Una traducibilità discutibile sin dall’inizio, della stessa portata dell’“utopia semiologica” che pretende di ridurre il significato della musica al linguaggio verbale. Aveva intuito la soluzione del problema Eduard Hanslick: “La musica è un linguaggio che noi parliamo e comprendiamo, ma che non siamo in grado di tradurre”. Contro l’identificazione musica-messaggio, musica-linguaggio, è opportuno sottolineare che l’espressione verbale non è l’unica forma di espressività comunicativa. La musica, pur essendo comunicativa, non si limita ad esprimere qualcosa nel suo immediato dispiegarsi.

Lo stesso si può affermare con convinzione per il segreto degli occhi delle mie Carlotta e Camilla, con l’universo-universi aperti dai loro sguardi, che moltiplicavano e non riducevano gli effetti del linguaggio verbale. Carlotta e Camilla, da questo punto di vista, erano veramente esemplari: Carlotta, più bella, dolce e sensibile e quasi votata ad una fine prematura nelle sue forme di affettività sentimentale disperata; Camilla, invece, nel suo egocentrismo apparentemente autoreferenziale, ma bisognosa come nessun’altra della comprensione e dell’affetto altrui. Carlotta era il classico caso del ‘gatto melomane’ che ama la musica e la comprende, come rivela Louisa a Eduard nello straordinario racconto di Roald Dahl, dedicato a Liszt.

Gli occhi di Carlotta erano una sorta di specchio ‘interiore’, in cui potevo riconoscermi, in cui ritrovavo le mie predilezioni e le mie idiosincrasie, i miei amori e i miei odi, tutte le sfaccettature dei miei innumerevoli umori. Ricordo ancora quel pomeriggio fatale del 10 gennaio 2006, quando a soli undici anni e mezzo scomparve la mia Carlotta senza che io potessi fare qualcosa. A mia insaputa un improvvido intervento del veterinario ne affrettò la fine. Sono trascorsi quasi sette anni e da allora non sono più riuscito ad attraversare quella via dove è situato l’ambulatorio veterinario e dove si è consumato quello che a tutt’oggi considero un atto scellerato.

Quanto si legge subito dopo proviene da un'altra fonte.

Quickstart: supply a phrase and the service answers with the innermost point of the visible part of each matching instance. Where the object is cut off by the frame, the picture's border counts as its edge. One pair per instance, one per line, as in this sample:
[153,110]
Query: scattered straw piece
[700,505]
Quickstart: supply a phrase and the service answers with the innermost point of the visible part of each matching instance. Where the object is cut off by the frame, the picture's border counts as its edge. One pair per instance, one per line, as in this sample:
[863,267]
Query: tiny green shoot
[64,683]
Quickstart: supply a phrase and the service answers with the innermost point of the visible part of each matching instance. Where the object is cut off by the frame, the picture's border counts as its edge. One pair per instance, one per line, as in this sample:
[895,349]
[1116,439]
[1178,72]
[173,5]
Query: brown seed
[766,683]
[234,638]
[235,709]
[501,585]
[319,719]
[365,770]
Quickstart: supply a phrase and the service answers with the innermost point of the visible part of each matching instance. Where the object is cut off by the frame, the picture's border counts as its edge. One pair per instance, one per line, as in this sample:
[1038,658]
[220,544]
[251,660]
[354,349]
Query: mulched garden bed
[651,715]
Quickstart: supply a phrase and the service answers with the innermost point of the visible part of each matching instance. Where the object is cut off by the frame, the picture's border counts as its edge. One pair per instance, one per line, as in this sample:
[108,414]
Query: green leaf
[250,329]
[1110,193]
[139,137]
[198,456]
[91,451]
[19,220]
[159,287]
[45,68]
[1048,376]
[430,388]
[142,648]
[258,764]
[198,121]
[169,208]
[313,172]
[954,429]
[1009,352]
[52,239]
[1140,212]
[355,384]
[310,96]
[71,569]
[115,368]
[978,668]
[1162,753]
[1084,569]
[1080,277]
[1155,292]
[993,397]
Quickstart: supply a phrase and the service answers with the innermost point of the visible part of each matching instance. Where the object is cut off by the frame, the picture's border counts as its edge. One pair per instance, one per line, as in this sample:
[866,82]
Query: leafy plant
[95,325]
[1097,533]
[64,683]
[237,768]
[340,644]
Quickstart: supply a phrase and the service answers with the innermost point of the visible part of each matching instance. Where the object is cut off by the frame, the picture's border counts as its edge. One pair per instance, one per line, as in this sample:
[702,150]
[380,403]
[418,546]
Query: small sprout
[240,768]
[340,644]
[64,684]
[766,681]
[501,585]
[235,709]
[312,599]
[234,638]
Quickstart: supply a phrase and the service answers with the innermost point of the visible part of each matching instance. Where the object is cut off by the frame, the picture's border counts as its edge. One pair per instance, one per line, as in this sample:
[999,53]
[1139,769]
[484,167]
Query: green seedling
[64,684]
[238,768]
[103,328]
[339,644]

Quello specchio si è infranto per sempre e nessun altro riuscirà mai a sostituirlo. Non vi è comunicazione verbale che possa restituirmi quei segreti, quelle complicità. Non potrò mai dimenticare lo sguardo immalinconito di Camilla quando, come colto da un’intuizione premonitrice, sono tornato indietro per salutarla, né quello disperato di Carlotta quando stavo per uscire di casa e che, comunque, riuscii ad accarezzare per l’ultima volta. Ho preso anche in considerazione la possibilità dell’atto estremo della clonazione, ma mi sono reso conto che non avrebbe mai potuto restituirmi le amatissime gattine.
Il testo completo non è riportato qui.